Nietzsche, Généalogie de la morale, III, 8
C’est à partir de cette idée de sublimation que Nietzsche distingue, en quelque sorte, un « bon
ascétisme » et un « mauvais ascétisme » : il dénonce l’injonction chrétienne à réprimer les
désirs et les passions et invite plutôt à les sublimer, c’est-à-dire à les transfigurer, à les «
spiritualiser » :
Toutes les passions ont un temps où elles ne sont que néfastes, où elles avilissent leurs victimes
avec la lourdeur de la bêtise, – et une époque tardive, beaucoup plus tardive où elles se
marient à l’esprit, où elles se « spiritualisent ». Autrefois, à cause de la bêtise dans la passion,
on faisait la guerre à la passion elle-même : on se conjurait pour l’anéantir, – tous les anciens
jugements moraux sont d’accord sur ce point, « il faut tuer les passions ». La plus célèbre
formule qui en ait été donnée se trouve dans le Nouveau Testament, dans ce Sermon sur la
Montagne, où, soit dit en passant, les choses ne sont pas du tout vues d’une hauteur. Il y est dit
par exemple avec application à la sexualité : « Si ton œil est pour toi une occasion de chute,
arrache-le » : heureusement qu’aucun chrétien n’agit selon ce précepte. Détruire les passions
et les désirs, seulement à cause de leur bêtise, et pour prévenir les suites désagréables de leur
bêtise, cela ne nous paraît être aujourd’hui qu’une forme aiguë de la bêtise. Nous n’admirons
plus les dentistes qui arrachent les dents pour qu’elles ne fassent plus mal... On avouera d’autre
part, avec quelque raison, que, sur le terrain où s’est développé le christianisme, l’idée d’une «
spiritualisation de la passion » ne pouvait pas du tout être conçue. Car l’Eglise primitive luttait,
comme on sait, contre les « intelligents », au bénéfice des « pauvres d’esprit » : comment
pouvait-on attendre d’elle une guerre intelligente contre la passion ? – L’Eglise combat les
passions par l’extirpation radicale : sa pratique, son traitement c’est le castratisme.

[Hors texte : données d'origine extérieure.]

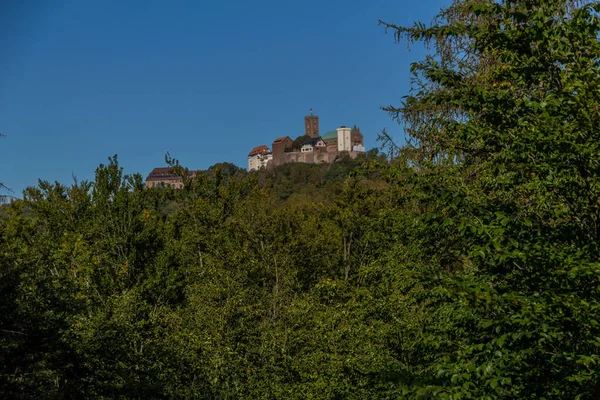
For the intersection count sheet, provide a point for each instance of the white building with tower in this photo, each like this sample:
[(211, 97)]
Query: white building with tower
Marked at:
[(344, 139)]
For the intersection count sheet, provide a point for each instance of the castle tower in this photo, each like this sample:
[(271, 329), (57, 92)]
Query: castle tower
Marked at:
[(344, 143), (311, 125)]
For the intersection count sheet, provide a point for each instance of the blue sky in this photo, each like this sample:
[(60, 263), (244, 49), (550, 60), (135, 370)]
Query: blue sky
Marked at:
[(205, 80)]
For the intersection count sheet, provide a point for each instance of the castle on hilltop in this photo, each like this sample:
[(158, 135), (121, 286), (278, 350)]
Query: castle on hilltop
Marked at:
[(310, 148)]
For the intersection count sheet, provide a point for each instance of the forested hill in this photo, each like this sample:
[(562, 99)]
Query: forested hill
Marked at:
[(465, 265)]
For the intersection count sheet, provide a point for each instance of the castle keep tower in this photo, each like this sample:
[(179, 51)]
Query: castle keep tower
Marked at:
[(311, 125)]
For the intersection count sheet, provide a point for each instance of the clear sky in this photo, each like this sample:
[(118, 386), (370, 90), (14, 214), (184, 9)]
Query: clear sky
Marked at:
[(81, 80)]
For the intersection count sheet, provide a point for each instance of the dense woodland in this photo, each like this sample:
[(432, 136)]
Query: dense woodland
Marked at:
[(464, 265)]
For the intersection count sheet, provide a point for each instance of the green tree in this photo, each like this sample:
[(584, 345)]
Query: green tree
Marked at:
[(503, 121)]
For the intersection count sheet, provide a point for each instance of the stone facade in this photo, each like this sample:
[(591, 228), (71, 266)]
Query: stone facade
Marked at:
[(259, 157), (311, 125), (315, 149)]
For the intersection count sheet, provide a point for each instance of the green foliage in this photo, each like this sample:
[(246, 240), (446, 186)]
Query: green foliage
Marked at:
[(465, 265)]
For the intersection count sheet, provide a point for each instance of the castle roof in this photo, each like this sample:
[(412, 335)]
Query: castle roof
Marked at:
[(259, 150), (330, 135), (281, 139), (313, 141)]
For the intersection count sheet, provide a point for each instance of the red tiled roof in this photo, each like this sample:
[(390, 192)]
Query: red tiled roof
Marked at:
[(281, 139), (259, 150)]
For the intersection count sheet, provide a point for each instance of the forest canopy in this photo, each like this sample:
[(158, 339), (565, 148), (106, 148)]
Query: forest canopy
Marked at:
[(463, 265)]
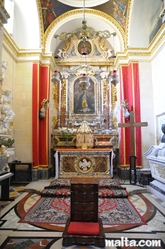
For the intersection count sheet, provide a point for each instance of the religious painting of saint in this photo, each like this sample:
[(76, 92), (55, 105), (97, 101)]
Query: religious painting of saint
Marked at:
[(84, 102), (84, 47)]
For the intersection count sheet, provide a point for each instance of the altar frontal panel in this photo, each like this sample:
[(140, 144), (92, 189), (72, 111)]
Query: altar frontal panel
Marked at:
[(86, 163)]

Elle ne
demande jamais : « Comment spiritualise-t-on, embellit-on et divinise-t-on un désir ? » – De
tous temps elle a mis le poids de la discipline sur l’extermination (de la sensualité, de la fierté,
du désir de dominer, de posséder et de se venger). – Mais attaquer la passion à sa racine, c’est
attaquer la vie à sa racine : la pratique de l’Eglise est nuisible à la vie…
Nietzsche, Crépuscule des idoles, VI, 1
Nietzsche encourage à la sublimation ; mais il refuse l’idée que nous cherchons le bonheur. Il
valorise donc la sublimation tout en dévalorisant l’idée de bonheur. On ne peut donc pas
vraiment dire que Nietzsche recommande de chercher le bonheur par la sublimation. Il faut
plutôt dire qu’il préfère la sublimation, le dépassement, au bonheur .

3. Freud
Prolongeant les analyses de Nietzsche, Freud a élaboré une véritable théorie de la sublimation.
Pour Freud, la sublimation désigne le processus par lequel l’énergie d’une pulsion primitive
(sexuelle ou agressive) est déplacée vers des buts socialement valorisés (travail, recherche
scientifique, création artistique, etc.).
Il faudrait donc se représenter l’homme comme un être disposant d’une certaine quantité
d’énergie pulsionnelle (ou libido ) qui tendrait naturellement vers certains objets déterminés,
tout comme l’eau des rivières se dirige naturellement vers la mer. Et, tout comme on peut
dévier les cours d’eau naturels en construisant des canaux afin d’irriguer les jardins, l’homme
pourrait détourner sa libido de ses buts naturels et la canaliser vers des objectifs culturels. Il
pourrait ainsi mettre son énergie animale, sauvage, au service des fins que lui donne sa raison.
On peut penser ici à l’image platonicienne du cocher guidant le cheval noir du désir .
Par exemple, le désir d’agression qui se manifeste originellement dans la guerre peut être
sublimé dans le sport (pour le peuple) ou dans les joutes oratoires au parlement (pour l’élite).
On peut interpréter l’ensemble du processus de civilisation à partir de l’idée de sublimation :
c’est ce qu’a fait le sociologue Norbert Elias en s’appuyant sur la philosophie freudienne . On
peut aussi mettre l’accent sur le renoncement pulsionnel : Freud a remarqué que la culture est
édifiée sur du renoncement pulsionnel ; Marcuse dira, dans le contexte révolutionnaire des
années 1960, que ce renoncement est allé trop loin, et que nous pâtissons plus de ce
renoncement que nous ne profitons de ses effets . La matrice de toutes ces réflexions se trouve
dans Le Malaise dans la culture, court ouvrage de Freud qui étudie les relations entre les
pulsions spontanées de l’individu et la culture (religion, morale, etc.).
Autre exemple de sublimation : utilisez votre énergie bouillonnante pour participer au cours
plutôt que pour bavarder, ce sera une belle sublimation !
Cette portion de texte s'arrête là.